Warsaw, Poland: Poland put its military on high alert Tuesday after what the country's president said was "most probably" a strike by a Russian-made missile.
Western leaders were scrambling to respond to the potentially major escalation of the war in Ukraine, with an "emergency roundtable" due to be held Wednesday on the sidelines of the G20 summit in Indonesia.
Warsaw said the missile killed two people in the village of Przewodow but did not have conclusive evidence of who fired it, adding that Moscow's ambassador has been summoned to provide "immediate detailed explanations".
Poland put its military on heightened alert after an emergency national security council meeting.
"There has been a decision to raise the state of readiness of some combat units and other uniformed services," spokesman Piotr Muller told reporters after the meeting in Warsaw, adding that "our services are on the ground at the moment working out what happened."
President Joe Biden spoke by phone with his Polish counterpart Andrzej Duda, offering "full US support for and assistance with Poland's investigation", the White House said.
The two leaders agreed to "remain in close touch to determine appropriate next steps as the investigation proceeds", it added.
British Prime Minister Rishi Sunak, German Chancellor Olaf Scholz and French President Emmanuel Macron -- all leaders of NATO member states -- expressed solidarity with Poland.
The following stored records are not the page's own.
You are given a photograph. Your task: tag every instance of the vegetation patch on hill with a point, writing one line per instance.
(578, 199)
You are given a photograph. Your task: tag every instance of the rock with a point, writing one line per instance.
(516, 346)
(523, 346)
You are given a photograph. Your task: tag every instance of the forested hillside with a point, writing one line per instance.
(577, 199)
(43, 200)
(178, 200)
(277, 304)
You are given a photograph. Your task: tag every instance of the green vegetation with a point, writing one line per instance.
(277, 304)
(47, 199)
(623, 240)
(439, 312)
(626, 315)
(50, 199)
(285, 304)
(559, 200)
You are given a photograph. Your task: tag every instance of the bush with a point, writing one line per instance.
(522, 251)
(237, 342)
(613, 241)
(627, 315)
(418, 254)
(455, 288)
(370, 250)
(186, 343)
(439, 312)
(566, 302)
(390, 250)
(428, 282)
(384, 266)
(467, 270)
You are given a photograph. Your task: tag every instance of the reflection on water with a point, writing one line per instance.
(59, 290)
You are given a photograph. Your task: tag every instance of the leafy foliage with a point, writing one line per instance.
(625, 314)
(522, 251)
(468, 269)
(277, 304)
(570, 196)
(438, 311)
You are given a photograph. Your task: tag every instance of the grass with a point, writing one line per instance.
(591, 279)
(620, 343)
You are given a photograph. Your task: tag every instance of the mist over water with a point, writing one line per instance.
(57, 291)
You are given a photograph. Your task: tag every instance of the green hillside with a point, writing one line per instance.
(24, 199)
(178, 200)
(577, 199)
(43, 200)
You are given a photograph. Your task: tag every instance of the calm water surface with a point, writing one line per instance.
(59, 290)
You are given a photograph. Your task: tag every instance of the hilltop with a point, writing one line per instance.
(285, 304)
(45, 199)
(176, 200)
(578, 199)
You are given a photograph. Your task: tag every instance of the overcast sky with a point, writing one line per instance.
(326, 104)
Poland is protected by NATO's commitment to collective defence -- enshrined in Article 5 of its founding treaty -- but the alliance's response will likely be heavily influenced by whether the incident was accidental or intentional.
Biden also spoke with NATO chief Jens Stoltenberg about the blast in Poland, while ambassadors from the alliance were to hold an emergency meeting on Wednesday.
European Union chief Charles Michel said he was "shocked", and US Secretary of State Anthony Blinken pledged to "remain closely coordinated in the days ahead as the investigation proceeds and we determine appropriate next steps".
Ukrainian President Volodymyr Zelensky had earlier said two Russian missiles hit Poland in what he described as "a very significant escalation."
Ukraine's Foreign Minister Dmytro Kuleba rejected as a "conspiracy theory" the idea that the Poland blast may have been caused by a surface-to-air missile fired by Kyiv's forces, while Russia's defence ministry dismissed reports that it was to blame as a "provocation" intended to escalate tensions.
The explosion came after Russian missiles hit cities across Ukraine on Tuesday, including Lviv, near the border with Poland.
Zelensky said the strikes cut power to some 10 million people, though it was later restored to eight million of them, and also triggered automatic shutdowns at two nuclear power plants.
He said Russia had fired 85 missiles at energy facilities across the country, condemning the strikes as an "act of genocide" and a "cynical slap in the face" of the G20.
Moldova, which also borders Ukraine, reported power cuts because of the missiles fired at its neighbour and called on Moscow to "stop the destruction now".
- 'Now is the time' -
Zelensky told the G20 summit in Bali on Tuesday that "now is the time" to end the war, while Washington said the Russian strikes in Ukraine would "deepen the concerns among the G20 about the destabilising impact of Putin's war".
White House National Security Advisor Jake Sullivan said Russia was again trying to destroy Ukrainian critical infrastructure.
Since September, Ukraine forces have been pushing deeper into the south. Russia last week announced a full withdrawal from the regional capital of the southern Kherson region, allowing Ukraine's forces to re-enter the city.
Tuesday's missile strikes came after Russia-appointed officials in Nova Kakhovka said they were leaving the important southern city, blaming artillery fire from Kyiv's forces.
They also claimed "thousands of residents" had followed their recommendation to leave to "save themselves", saying Kyiv's forces would seek "revenge on collaborators".
- Key dam at risk -
Nova Kakhovka sits on the eastern bank of the Dnipro River, now a natural dividing line between Ukrainian forces that retook Kherson city on the west side and Russia's forces on the opposing bank.
It is also home to the Kakhovka hydroelectric dam, which was captured in the beginning of the invasion because of its strategic importance supplying the Moscow-annexed Crimean peninsula.
The Russian-controlled dam is a particular focus now after Zelensky accused Russian troops of planning to blow it up to trigger a devastating flood.
Any defects in the dam would cause water supply problems for Crimea, which has been under Russian control since 2014 and which Ukraine hopes to recapture.
Russian forces said last week that a Ukrainian strike had damaged the dam.
The Russian-appointed head of the occupied part of the Kherson region, Vladimir Saldo, said Tuesday the dam was no longer operating.
"The situation is more dangerous -- not with electricity generation -- but with the dam itself, which, in the event of an explosion, would flood a fairly large area," he said on state-run television channel Rossiya-24, according to Russian agencies.